Credit management: How to manage your accounts receivable

In the world of business, cash is king, and getting paid faster can make all the difference. 

The faster you get paid, the more cash you have available and the less stress you experience trying to manage your finances. A strong credit management process ensures your business has a framework in place to manage your debtors and respond faster to late-paying customers.

This guide has been designed to support you to manage your accounts receivable and ensure you’re getting paid as much as possible. It focuses on key processes that can reduce your business’s exposure to credit risk, including your Terms of Trade, how you conduct credit checks, how you bill and accept payments from customers, how you automate invoicing and payments, and how you manage your accounts receivable.

What is credit management?

Credit management refers to the process of granting credit, setting the terms on which it is granted, recovering this credit when it is due, and ensuring compliance with company credit policy, among other credit-related functions.

Your credit management strategy should focus on:

  • Reducing the amount of financial risk your business is exposed to
  • Increasing the likelihood your business will be paid on time
  • Reducing the chances of cashflow disruptions caused by late payments and bad debts

A credit management review should focus on reviewing how you have provided credit to your customers in the past, acknowledging the weaknesses in your current systems, and improving your processes so that your business is more sustainable going forward.

Terms of Trade

You must have robust Terms of Trade in place before offering credit to your customers.

Your Terms of Trade depict the terms and conditions of a sale and form a contractual relationship between the buyer and seller. It’s important to be as specific as possible to ensure your customers know their rights and obligations. Your Terms of Trade allow you to do what you need to do in the event a customer doesn’t pay on time, as well as ensuring you maximise your margin and profit and therefore maximising your cash position.

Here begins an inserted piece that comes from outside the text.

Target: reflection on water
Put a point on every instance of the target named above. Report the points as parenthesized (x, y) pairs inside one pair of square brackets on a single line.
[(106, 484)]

Ensure customers accept your Terms of Trade before they first buy from you. Customers must acknowledge in some way that they’ve read and accepted your Terms of Trade; it’s not enough to simply send them to customers. You can change your Terms of Trade as you go but you must point out changes to customers and get them to

confirm that they accept these changes. If you don’t do this, any changes to your Terms of Trade may be unenforceable.

It’s likely some of your terms will need to be updated to reflect changes to your business practices as a result of the impact of Covid-19. Pay particular attention to your payment and delivery terms and how these may need to change.

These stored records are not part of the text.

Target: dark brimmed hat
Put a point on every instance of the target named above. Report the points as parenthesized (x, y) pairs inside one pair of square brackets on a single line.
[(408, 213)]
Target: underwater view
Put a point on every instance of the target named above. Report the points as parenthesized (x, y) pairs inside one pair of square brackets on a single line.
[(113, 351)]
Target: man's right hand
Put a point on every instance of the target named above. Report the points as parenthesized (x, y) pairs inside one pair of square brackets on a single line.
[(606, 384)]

Review your Terms of Trade and ensure that they cover:

  • Delivery (how, when, cost, late delivery).
  • Installation.
  • Limits on liabilities.
  • Warranties.
  • Details of each party.
  • Payment terms and late payment implications (interest on late payments, cost of pursuing debt).
  • Personal guarantees from company Directors or Trustees of a Family Trust.
  • Price and matters that impact price (tax, estimates vs quotes, variations).
  • Reservation of title.
  • Risk and insurance.
  • Other relevant items (indemnities, governing laws, force majeure, privacy, credit checks, etc.).

After reviewing and updating your Terms of Trade, share them with your customers, highlighting key changes.

You must continue to enforce your Terms of Trade at this time. Don’t let your customers avoid paying you, as this will have a material impact on the sustainability of your business. Cash is the oxygen your business needs to survive, so ensure you have sufficient cash coming into your business from your customers.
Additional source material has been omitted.